Some time back , the kenyan civilization went into a frenzy when Kiambu governor hon. William Kabogo made remarks that seemed to question the intelligence of his political opponents on the basis of circumcision.

A majority of Kenyans disapproved of Hon Kabogo’s remarks as advancing hate speech and its clearest outcome, ethnic animosity.

While such condemnation of unbecoming politicians is healthy, Kenyans in their everyday lives have mastered the skill of promoting their tribal image while cleverly framing inferior stereotypes to denigrate members of ‘other’ communities.

Nearly 90% of all Kenyan humor appears to revolve around ethnicity and the attendant stereotypes. The problem with stereotypes, thinks Chimamanda Ngozi, is not that they are untrue, but that they are incomplete.

It is for this reason that certain voices within the Kenyan society have been raised against excessive usage of ethnic humor. While delivering a speech on national cohesion in 2012, the Kenyan chief justice Dr Willy Mutunga cautions against negative ethnic profiling that is sometimes aided by parody. He calls for the purging from national discourse of pejorative commentaries present in comedy.

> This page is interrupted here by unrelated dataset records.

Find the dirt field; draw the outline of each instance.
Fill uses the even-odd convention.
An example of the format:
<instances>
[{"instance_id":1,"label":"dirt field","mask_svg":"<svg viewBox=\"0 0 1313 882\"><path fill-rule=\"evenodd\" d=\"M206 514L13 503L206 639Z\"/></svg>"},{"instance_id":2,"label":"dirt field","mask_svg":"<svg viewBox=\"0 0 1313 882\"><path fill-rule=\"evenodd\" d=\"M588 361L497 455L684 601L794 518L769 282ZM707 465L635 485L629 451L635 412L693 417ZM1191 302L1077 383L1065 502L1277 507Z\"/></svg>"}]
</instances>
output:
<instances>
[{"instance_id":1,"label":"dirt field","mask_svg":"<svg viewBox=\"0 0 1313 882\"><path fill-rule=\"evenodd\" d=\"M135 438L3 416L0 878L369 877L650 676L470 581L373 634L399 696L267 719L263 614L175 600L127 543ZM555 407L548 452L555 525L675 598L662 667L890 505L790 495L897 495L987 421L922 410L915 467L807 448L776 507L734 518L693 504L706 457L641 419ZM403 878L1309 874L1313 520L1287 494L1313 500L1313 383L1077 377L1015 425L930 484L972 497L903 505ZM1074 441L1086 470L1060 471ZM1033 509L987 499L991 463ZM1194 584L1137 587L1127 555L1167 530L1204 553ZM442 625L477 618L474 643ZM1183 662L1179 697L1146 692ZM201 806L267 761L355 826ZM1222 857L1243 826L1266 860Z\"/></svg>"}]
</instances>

It is not that those who call for an end to the era of ethnic jokes are not appreciative of the role of art in our society. It is simply a sacrifice that must be made in the interest of national cohesion. Many years back the celebrated Nigerian writer made a case against ethnicity when he aptly stated that ‘Whereas irrational love can engender foolish acts of indiscretion, irrational hate can endanger the whole community.’

The phenomenon of ethnic branding seems to have taken root in our society. It rides on vernacular phrases weaved to promote a sense of superiority of one culture over the rest. It denounces the equality of all Kenyan cultures as envisaged in our constitution and relegates a majority Kenyans to the periphery of subjugation albeit psychologically.

While the politician is often subjected to harsh criticism when caught propagating irrational hate, Kenyans on a daily basis promote tribalism by pledging the superiority of their ethnic enclaves. In no other groups is this travesty more repugnant than in the educated of our society. While a once in while phrase in vernacular might be welcome, the consistent use of one’s mother tongue in public spaces such as social media is a dangerous sign of ethnic branding and bigotry.

In November 1945 an international military tribunal was opened at Nuremberg in Germany to prosecute war crimes committed by former nazi leaders. The lead judge justice Jackson in his opening remarks exposed the philosophy of pathological ethnic pride that was employed to propel Hitlers party to power. Judge Jackson says of the nazi criminals, ‘They excited the German ambition to be a “master race”, which of course implies serfdom for others. They led their people on a mad gamble for domination.’

The end result of this philosophy was cruelty, state terrorism, violence, death and the suffering of millions of peaceful citizens both within and outside Germany.

In the interest of a peaceful and prosperous society we must quickly embrace unconditional equality of all Kenyan communities by exercising nationalism all the time instead frequenting our ethnic cocoons for inspiration. We must acknowledge that nationalism and tribalism are mutually exclusive.